- Date: May 29 – June 6, 2020 (1 week and 1 day)
- Location: Mississippi, United States
- Caused by: Police brutality; Institutional racism against African Americans; Reaction to the murder of George Floyd; Economic, racial and social inequality;

= George Floyd protests in Mississippi =

Civil unrest in 2020 following the murder of George Floyd

This is a list of protests related to the murder of George Floyd in Mississippi, United States.

== Locations ==

=== Biloxi ===
On May 30, about 50 people protested peacefully with signs and bullhorns along Beach Boulevard in front of the Biloxi Lighthouse. More than 60 demonstrated in the same place on May 31 as passing motorists honked horns in solidarity.

=== Gulfport ===
On June 6, hundreds of protesters gathered in Jones Park and marched down Highway 90 in support of Black Lives Matter.

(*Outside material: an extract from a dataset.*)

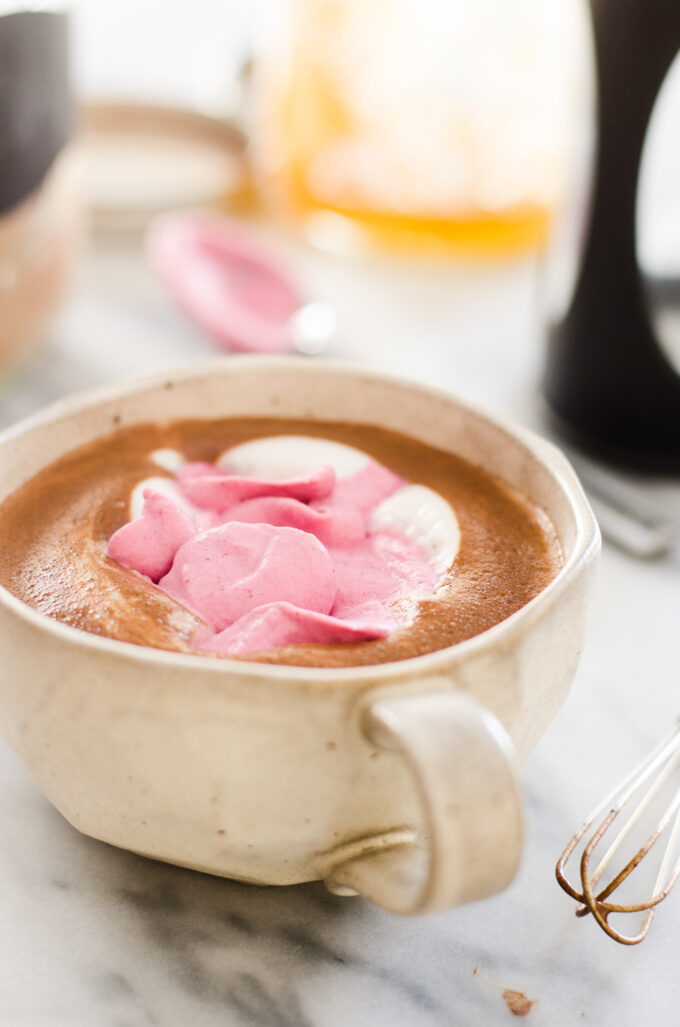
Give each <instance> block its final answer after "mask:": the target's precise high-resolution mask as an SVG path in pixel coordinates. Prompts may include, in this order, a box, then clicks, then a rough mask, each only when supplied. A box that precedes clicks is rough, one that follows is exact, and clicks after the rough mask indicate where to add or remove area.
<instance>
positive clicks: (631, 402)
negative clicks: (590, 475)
mask: <svg viewBox="0 0 680 1027" xmlns="http://www.w3.org/2000/svg"><path fill="white" fill-rule="evenodd" d="M592 12H593V25H594V34H595V48H596V68H597V88H598V94H599V96H598V99H599V111H598V140H597V148H596V155H595V167H594V177H593V194H592V199H591V211H590V221H589V225H588V228H587V232H585V236H584V244H583V251H582V260H581V264H580V269H579V273H578V275H577V278H576V284H575V290H574V293H573V297H572V300H571V304H570V306H569V309H568V310H567V312H566V314H565V315H564V318H563V319H562V320H561V321H560V322H559V324H553V325H551V326H549V344H547V364H546V370H545V376H544V383H543V389H544V394H545V398H546V400H547V404H549V407H550V409H551V412H552V415H553V416H554V418H555V421H556V424H557V427H558V428H559V430H561V432H562V434H563V435H564V436H565V438H566V439H568V440H569V441H570V442H572V443H573V444H574V445H575V446H577V447H578V448H580V449H582V450H584V451H587V452H588V453H589V454H591V455H593V456H596V457H599V458H602V459H604V460H605V461H609V462H611V463H614V464H618V465H621V466H625V467H629V468H631V469H635V470H639V471H648V472H654V473H669V474H678V473H680V375H678V373H677V371H676V370H675V369H674V368H673V366H672V365H671V363H670V362H669V360H668V359H667V357H666V355H665V353H664V351H663V349H662V347H660V346H659V343H658V340H657V338H656V337H655V334H654V330H653V328H652V322H651V318H650V314H649V307H648V302H647V297H646V291H645V283H644V280H643V277H642V274H641V271H640V267H639V265H638V260H637V252H636V202H637V191H638V175H639V169H640V161H641V157H642V150H643V146H644V142H645V137H646V131H647V125H648V122H649V118H650V115H651V112H652V109H653V107H654V102H655V100H656V97H657V93H658V91H659V88H660V86H662V84H663V82H664V79H665V77H666V74H667V72H668V70H669V68H670V66H671V64H672V62H673V60H674V59H675V56H676V54H677V52H678V50H679V49H680V2H679V0H593V2H592ZM678 127H679V130H680V126H678Z"/></svg>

The protest remained peaceful, despite rumors that bricks were present to rile up emotions.

=== Hattiesburg ===
About 30 protesters, waving signs and chanting, marched peacefully on May 31 down Hardy Street, escorted by city police cars. An organizer of the event marched with her hands cuffed symbolically behind her back.

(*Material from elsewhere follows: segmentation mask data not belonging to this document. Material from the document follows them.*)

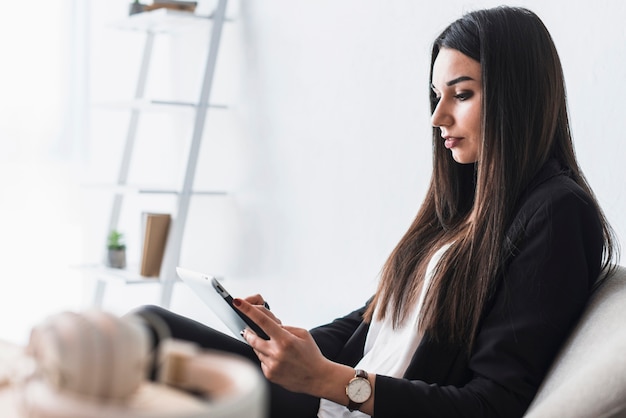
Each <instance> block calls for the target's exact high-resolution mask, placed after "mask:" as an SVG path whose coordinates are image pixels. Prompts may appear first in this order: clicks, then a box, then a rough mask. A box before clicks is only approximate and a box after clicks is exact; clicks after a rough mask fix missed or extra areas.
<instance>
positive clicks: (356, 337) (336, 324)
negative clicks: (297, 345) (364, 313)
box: [310, 299, 371, 361]
mask: <svg viewBox="0 0 626 418" xmlns="http://www.w3.org/2000/svg"><path fill="white" fill-rule="evenodd" d="M370 300H371V299H370ZM369 302H370V301H368V302H367V303H366V304H365V306H363V307H361V308H359V309H357V310H355V311H353V312H351V313H349V314H348V315H346V316H344V317H342V318H337V319H335V320H334V321H332V322H331V323H330V324H326V325H322V326H319V327H316V328H313V329H312V330H310V332H311V335H312V336H313V339H314V340H315V342H316V343H317V345H318V347H319V348H320V351H321V352H322V354H323V355H324V357H326V358H328V359H330V360H333V361H338V356H339V355H340V354H341V353H343V352H344V351H345V347H346V346H347V345H354V344H353V342H354V340H355V339H356V338H359V336H365V335H366V334H367V324H365V323H364V322H363V314H364V313H365V310H366V309H367V306H368V305H369ZM357 330H359V332H357ZM348 342H350V344H348ZM361 354H362V353H361Z"/></svg>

About two weeks later, another protest was held, this one with over 1,000 participants.

=== Jackson ===
On Friday, May 29, about 25 demonstrators peacefully protested in front of the Mississippi State Capitol and marched through downtown Jackson. On June 6, between 3,000 and 5,000 protesters gathered for a Black Lives Matter rally in front of the state capitol. Jackson Mayor Chokwe Antar Lumumba attended the rally. Mississippi Highway Patrol distributed masks to protesters.

=== Meridian ===
On June 2, a peaceful protest took place on North Hills Street, starting with four protesters and growing into the evening.

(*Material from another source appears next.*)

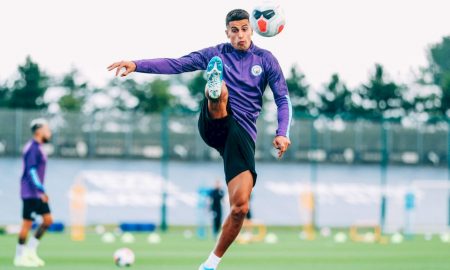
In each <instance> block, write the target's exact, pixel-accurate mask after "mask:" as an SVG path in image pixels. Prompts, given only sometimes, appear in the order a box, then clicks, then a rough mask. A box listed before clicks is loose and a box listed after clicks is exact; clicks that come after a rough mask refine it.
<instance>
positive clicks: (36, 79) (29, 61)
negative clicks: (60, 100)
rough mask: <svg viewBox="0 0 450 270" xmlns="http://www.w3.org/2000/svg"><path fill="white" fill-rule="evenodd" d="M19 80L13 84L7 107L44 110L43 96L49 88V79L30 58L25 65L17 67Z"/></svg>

Another protest was held on June 6 with several hundred protesters.

=== Oxford ===
About 300 people peacefully demonstrated and marched around The Square for a couple of hours on May 30. That same afternoon, Ole Miss university police arrested a white public school teacher for vandalizing a Confederate statue on campus with spray paint.

=== Petal ===
On May 28 at least 200 people protested outside Petal City Hall on Friday night, demanding that Mayor Hal Marx resign after he made a comment defending the police regarding George Floyd's murder and saying "I didn't see anything unreasonable." One elderly woman walked 3 mi with symbolic chains around her feet to get to the protest. Protests in Petal continued through the weekend and protesters showed up Tuesday June 2 at the city's Board of Aldermen meeting to demand Marx's resignation.

=== Starkville ===
On June 6, thousands of protesters marched from Unity Park to the Amphitheater at Mississippi State University, lying down on their stomachs for eight minutes and forty-six seconds to honor George Floyd.

=== Tupelo ===
Several hundred people protested peacefully at the Tupelo Fairpark on May 30.

=== Vicksburg ===
On June 5, a large peaceful protest took place as demonstrators marched from the Vicksburg Police Department through the streets of downtown to protest the murder of George Floyd. The event was organized in part by the NAACP.